Artinya: Diharamkan atas kamu (mengawini) ibu-ibumu;
anak-anakmu yang perempuan saudara-saudaramu yang perempuan, saudara-saudara
bapakmu yang perempuan; saudara-saudara ibumu yang perempuan; anak-anak
perempuan dari saudara-saudaramu yang laki-laki; anak-anak perempuan dari
saudara-saudaramu yang perempuan; ibu-ibumu yang menyusui kamu; saudara
perempuan sepersusuan; ibu-ibu isterimu (mertua); anak-anak isterimu yang dalam
pemeliharaanmu dari isteri yang telah kamu campuri, tetapi jika kamu belum
campur dengan isterimu itu (dan sudah kamu ceraikan), Maka tidak berdosa kamu
mengawininya; (dan diharamkan bagimu) isteri-isteri anak kandungmu (menantu);
dan menghimpunkan (dalam perkawinan) dua perempuan yang bersaudara, kecuali
yang telah terjadi pada masa lampau; Sesungguhnya Allah Maha Pengampun lagi
Maha Penyayang.[5]
Berikut ini rincian
masing-masing sebab di atas
a)
Pengharaman Karena Hubungan Nasab
1)
Ibu, adalah perempuan yang mengandung dan melahirkan
laki-laki tadi, hubungan antara ibu dan anak inilah yang menyebabkan adanya
ikatan mahram.
2)
Anak Perempuan, adalah anak yang dilahirkan oleh istri maupun keturunan
laki-laki tadi.
3)
Saudara Perempuan, adalah perempuan yang lahir dari orang tua yang sama,
baik dari pihak ayah dan ibu maupun dari salah satu di antara keduanya.
4)
Amah, adalah bibi dari pihak ayah, perempuan yang menjadi
saudara kandung ayah, atau saudara perempuan ayah dari keturunan salah satu
orang tua ayah.
5)
Khalah, adalah bibi dari pihak ibu, perempuan yang menjadi
saudara kandung ibu, atau saudara kandung perempuan dari keturunan salah satu
keturunan ibu.
6)
Anak perempuan dari saudara laki-laki (keponakan), adalah anak perempuan
dari saudara laki-laki, baik anak kandung maupun anak tiri.
7)
Anak perempuan dari saudara perempuan (keponakan), adalah anak perempuan
dari saudara perempuan, baik anak kandung maupun anak tiri.
b) Pengharaman karena
hubungan pernikahan
1) Mertua perempuan, adalah ibu dan nenek dari istri
2)
Anak tiri, adalah anak-anak
yang di bawa oleh istri, yakni anak perempuannya istri dari hasil perkawinan
dengan suami yang pertama, hal ini apabila sudah melakukan persetubuhan dengan
istrinya, dan apabila belum di campuri, maka tidak berdosa apabila di kawini.
3)
Istri
ayah / suami ibu.

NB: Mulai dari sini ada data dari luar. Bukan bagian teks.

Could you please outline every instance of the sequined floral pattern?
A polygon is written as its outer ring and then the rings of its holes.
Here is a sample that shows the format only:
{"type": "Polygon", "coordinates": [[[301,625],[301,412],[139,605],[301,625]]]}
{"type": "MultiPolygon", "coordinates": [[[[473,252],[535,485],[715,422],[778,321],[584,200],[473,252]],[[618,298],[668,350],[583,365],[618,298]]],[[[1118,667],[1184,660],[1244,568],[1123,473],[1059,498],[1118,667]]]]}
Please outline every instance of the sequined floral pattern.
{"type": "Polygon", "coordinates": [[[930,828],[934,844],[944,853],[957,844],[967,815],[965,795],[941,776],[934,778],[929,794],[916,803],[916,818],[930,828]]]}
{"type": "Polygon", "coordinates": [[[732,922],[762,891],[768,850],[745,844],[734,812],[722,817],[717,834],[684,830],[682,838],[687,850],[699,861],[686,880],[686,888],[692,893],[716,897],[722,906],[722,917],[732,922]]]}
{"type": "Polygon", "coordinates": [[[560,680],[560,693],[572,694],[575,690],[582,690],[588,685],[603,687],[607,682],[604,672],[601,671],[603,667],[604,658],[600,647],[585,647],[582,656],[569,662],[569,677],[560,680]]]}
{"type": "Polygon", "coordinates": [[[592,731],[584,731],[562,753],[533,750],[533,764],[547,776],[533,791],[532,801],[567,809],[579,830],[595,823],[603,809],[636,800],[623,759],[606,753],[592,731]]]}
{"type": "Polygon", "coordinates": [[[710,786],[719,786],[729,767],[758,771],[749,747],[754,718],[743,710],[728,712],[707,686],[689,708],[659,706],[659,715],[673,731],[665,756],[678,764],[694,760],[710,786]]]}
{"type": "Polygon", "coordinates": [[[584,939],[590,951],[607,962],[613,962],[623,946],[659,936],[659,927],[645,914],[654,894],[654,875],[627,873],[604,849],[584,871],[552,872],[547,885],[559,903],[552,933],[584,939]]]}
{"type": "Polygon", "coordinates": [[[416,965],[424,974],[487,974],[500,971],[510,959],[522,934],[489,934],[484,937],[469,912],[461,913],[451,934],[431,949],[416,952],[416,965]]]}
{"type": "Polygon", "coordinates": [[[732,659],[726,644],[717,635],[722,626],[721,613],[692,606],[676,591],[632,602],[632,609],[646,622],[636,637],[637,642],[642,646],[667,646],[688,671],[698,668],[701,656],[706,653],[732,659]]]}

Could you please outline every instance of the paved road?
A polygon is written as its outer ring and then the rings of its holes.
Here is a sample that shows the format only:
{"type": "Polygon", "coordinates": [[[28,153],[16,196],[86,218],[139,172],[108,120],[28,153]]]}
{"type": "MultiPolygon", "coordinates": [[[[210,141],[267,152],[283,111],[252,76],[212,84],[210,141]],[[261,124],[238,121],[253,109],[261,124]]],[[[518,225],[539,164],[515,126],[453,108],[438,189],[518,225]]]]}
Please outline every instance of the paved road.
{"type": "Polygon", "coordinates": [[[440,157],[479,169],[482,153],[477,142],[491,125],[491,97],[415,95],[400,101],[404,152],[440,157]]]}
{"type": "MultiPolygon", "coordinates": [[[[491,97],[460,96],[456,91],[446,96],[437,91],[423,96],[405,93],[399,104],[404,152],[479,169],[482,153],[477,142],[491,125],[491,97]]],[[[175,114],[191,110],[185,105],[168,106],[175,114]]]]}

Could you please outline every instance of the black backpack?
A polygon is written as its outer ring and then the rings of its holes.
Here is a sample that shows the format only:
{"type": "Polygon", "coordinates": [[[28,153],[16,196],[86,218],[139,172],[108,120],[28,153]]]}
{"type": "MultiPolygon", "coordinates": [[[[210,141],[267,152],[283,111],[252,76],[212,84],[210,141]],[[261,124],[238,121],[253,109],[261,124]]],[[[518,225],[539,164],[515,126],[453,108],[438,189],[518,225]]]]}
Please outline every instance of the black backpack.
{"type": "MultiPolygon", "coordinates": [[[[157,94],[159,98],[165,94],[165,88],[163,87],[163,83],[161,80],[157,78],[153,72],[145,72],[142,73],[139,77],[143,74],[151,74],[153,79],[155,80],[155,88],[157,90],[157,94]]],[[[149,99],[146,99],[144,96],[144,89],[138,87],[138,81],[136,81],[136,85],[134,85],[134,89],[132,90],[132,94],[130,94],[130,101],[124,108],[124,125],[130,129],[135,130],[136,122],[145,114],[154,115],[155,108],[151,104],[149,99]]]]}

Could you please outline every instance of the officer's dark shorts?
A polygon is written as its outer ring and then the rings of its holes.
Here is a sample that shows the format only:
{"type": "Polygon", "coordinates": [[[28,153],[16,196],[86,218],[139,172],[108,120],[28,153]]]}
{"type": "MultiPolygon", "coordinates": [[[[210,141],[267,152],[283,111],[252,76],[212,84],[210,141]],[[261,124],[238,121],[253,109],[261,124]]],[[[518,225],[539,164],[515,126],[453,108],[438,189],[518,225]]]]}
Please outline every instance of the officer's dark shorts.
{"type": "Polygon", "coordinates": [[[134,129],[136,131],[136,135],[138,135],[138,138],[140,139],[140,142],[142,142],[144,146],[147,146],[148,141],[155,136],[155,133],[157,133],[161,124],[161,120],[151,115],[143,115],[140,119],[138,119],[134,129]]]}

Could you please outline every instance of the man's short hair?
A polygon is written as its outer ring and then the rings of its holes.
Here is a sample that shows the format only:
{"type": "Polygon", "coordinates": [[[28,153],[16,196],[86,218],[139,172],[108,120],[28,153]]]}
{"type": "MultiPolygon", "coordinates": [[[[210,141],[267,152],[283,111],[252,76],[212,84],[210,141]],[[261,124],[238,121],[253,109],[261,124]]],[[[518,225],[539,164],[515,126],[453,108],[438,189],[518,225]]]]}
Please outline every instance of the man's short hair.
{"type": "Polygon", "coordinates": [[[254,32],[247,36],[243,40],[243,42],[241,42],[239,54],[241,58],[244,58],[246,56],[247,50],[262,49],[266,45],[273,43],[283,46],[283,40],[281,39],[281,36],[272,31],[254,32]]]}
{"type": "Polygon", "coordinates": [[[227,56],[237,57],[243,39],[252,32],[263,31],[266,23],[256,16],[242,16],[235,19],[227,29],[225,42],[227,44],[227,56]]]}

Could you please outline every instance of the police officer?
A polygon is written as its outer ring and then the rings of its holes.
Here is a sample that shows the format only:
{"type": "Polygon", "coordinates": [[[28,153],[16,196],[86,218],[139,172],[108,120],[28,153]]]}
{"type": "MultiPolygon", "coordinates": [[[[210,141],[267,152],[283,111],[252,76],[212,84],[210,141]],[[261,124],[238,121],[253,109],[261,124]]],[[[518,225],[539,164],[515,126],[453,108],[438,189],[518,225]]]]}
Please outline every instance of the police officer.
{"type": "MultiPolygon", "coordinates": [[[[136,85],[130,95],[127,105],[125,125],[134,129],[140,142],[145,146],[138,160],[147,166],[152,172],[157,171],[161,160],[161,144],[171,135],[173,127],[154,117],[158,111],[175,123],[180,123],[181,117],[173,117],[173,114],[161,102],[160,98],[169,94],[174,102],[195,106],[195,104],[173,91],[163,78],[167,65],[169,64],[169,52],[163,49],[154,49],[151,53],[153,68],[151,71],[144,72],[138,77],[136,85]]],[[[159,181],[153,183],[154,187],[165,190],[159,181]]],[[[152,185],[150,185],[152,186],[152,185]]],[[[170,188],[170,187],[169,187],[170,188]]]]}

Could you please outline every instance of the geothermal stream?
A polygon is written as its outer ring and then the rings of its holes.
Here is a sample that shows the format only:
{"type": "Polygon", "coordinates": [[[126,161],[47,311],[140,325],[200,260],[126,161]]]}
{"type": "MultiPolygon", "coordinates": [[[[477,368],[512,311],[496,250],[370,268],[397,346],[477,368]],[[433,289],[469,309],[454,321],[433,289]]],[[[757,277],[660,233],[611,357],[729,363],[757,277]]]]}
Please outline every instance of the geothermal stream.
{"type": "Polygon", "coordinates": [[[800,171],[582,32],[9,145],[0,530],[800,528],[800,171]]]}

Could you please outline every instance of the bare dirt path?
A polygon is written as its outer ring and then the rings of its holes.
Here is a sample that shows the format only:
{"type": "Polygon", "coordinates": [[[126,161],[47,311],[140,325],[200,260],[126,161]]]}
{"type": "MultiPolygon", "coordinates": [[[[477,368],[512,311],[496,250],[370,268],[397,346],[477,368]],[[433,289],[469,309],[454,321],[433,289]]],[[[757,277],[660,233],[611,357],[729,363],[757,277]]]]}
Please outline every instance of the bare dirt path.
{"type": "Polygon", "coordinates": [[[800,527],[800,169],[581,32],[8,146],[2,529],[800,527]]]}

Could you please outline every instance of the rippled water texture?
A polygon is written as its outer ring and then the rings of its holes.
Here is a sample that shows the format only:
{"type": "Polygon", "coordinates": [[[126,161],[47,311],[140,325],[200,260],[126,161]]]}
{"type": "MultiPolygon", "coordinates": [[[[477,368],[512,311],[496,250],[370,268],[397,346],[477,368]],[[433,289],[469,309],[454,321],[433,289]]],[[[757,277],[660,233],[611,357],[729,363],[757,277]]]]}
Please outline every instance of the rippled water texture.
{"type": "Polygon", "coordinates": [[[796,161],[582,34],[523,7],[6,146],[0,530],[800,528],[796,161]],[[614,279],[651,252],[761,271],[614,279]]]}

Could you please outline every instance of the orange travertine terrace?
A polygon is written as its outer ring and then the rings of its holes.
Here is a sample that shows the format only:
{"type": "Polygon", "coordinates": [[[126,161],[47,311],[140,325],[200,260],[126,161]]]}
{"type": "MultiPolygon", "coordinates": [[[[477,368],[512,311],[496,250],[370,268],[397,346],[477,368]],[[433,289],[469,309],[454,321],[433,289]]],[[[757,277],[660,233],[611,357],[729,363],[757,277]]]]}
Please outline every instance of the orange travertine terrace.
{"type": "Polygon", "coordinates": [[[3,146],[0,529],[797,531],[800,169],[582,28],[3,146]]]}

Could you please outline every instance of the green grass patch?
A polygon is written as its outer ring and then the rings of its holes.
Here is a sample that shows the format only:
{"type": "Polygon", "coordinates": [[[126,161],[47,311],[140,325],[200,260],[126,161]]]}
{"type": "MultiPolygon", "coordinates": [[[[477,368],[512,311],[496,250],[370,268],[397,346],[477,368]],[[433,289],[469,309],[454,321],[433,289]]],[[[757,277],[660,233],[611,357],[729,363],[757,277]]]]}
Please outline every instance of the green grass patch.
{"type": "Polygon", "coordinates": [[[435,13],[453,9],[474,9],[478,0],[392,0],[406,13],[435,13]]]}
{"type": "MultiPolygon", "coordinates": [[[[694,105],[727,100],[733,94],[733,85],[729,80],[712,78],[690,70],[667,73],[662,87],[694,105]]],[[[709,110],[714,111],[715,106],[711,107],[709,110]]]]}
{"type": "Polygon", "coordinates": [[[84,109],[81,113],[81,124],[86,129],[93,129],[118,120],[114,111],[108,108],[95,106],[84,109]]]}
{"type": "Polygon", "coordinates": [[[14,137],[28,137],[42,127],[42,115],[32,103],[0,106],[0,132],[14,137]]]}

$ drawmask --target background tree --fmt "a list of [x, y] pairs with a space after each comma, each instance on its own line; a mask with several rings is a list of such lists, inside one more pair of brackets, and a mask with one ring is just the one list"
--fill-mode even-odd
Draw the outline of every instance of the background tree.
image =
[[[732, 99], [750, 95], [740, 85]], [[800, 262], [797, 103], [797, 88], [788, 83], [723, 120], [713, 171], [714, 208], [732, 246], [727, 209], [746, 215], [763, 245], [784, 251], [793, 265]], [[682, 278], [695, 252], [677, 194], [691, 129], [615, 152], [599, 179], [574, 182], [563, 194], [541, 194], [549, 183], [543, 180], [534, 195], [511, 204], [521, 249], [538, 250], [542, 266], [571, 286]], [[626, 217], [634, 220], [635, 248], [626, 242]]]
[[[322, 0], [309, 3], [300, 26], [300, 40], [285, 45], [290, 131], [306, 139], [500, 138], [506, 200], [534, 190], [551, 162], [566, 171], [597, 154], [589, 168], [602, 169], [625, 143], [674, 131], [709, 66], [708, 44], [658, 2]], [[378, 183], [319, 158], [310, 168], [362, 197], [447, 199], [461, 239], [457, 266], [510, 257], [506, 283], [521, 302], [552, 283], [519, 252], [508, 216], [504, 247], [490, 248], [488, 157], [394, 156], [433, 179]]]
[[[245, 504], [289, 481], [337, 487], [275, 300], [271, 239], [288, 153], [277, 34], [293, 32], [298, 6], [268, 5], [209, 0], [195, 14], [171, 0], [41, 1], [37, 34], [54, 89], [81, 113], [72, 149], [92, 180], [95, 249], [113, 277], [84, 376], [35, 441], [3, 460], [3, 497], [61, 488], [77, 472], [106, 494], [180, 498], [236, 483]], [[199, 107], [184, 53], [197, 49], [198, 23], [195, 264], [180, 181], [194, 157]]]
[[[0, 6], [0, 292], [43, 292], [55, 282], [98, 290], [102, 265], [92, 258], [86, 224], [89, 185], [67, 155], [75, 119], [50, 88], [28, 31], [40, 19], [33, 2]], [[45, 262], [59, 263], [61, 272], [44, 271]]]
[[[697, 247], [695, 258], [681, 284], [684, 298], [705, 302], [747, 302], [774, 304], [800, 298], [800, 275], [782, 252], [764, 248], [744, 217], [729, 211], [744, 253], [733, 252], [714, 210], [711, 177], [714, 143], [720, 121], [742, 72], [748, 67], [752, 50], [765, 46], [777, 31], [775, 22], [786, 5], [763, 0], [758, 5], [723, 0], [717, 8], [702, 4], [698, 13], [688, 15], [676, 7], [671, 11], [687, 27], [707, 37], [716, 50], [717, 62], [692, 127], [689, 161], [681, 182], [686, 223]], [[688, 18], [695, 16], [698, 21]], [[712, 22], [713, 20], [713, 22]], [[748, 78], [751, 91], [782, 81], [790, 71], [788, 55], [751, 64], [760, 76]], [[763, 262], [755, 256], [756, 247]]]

Seorang laki-laki tidak
diperbolehkan untuk menikahi istri ayahnya, meskipun belum terjadi hubungan
suami istri di antara keduanya, bahkan apabila mereka telah bercerai pun, tetap
tidak diperboleh kan untuk menikahi bekas istri ayah / bekas suami ibu.
c)
Pengharaman Karena Hubungan Persusuan
1)
Ibu yang menyusui ke atas (nenek dan seterusnya) yang dimaksud adalah ibu
yang menyusui dan ibunya ibu, dari nasab maupun dari persusan.
2)
Anak perempuan yang di susui ke bawah, yaitu anak perempuan
yang di susui air susu istri yang seorang laki-laki yang sebetulnya untuk anak kandung
laki-laki itu.
3) Anak-anak
perempuan dari bapak-ibu
persusuan, yang di maksud adalah saudara-saudara perempuan persusuan, anak-anak
perempuan mereka baik karena nasab maupun menyusui.
4) Tingkat
pertama dari anak-anak kakek dan nenek persusuan. Yang di maksud adalah
saudara-saudara perempuan ayah dan
saudara-saudara perempuan ibu sepersusuan.
2.
Perempuan Yang Haram di
Nikahi Untuk Selamanya (Mahram Muaqqad)
a.
Menikahi dua perempuan yang mahram.
b.
Menikahi istri orang lain.
c.
Status pernikahan perempuan ditalak tiga.
d.
Hukum menikahi budak perempuan.
e.
Menikahi perempuan yang berzina.
f.
Menikahi perempuan yang pernah dituduh berzina.
g.
Menikahi perempuan musyrik.
h.
Menikahi perempuan ahlul kitab.
i.
Menikahi perempuan shabi’ah.
j.
Menikahi perempuan majusi.
B. Putusnya
Perkawinan (talak) dan Sebab-sebabnya
1. Perceraian
Perceraian dalam istilah ahli fiqh di
sebut “talak” atau “furqah”. Talak berarti membuka ikatan membatalkan
perjanjian, sedangkan “furqah” berarti
bercerai (lawan dari berkumpul). Lalu kedua kata itu di pakai oleh para ahli fiqh sebagai istilah, yang berarti perceraian
antara suami istri.
Perkataan talak dalam ahli fiqh mempunyai dua arti, yakni arti yang umum dan
arti yang khusus. Talak dalam arti umum berarti segala macam bentuk perceraian
baik yang dijatuhkan oleh suami, yang di tetapkan oleh hakim, maupun perceraian
yang dijatuhkan dengan sendirinya atau perceraian karena meninggalnya salah
seorang dari suami atau istri. Talak dalam arti khusus berarti perceraian yang di jatuhkan oleh pihak suami.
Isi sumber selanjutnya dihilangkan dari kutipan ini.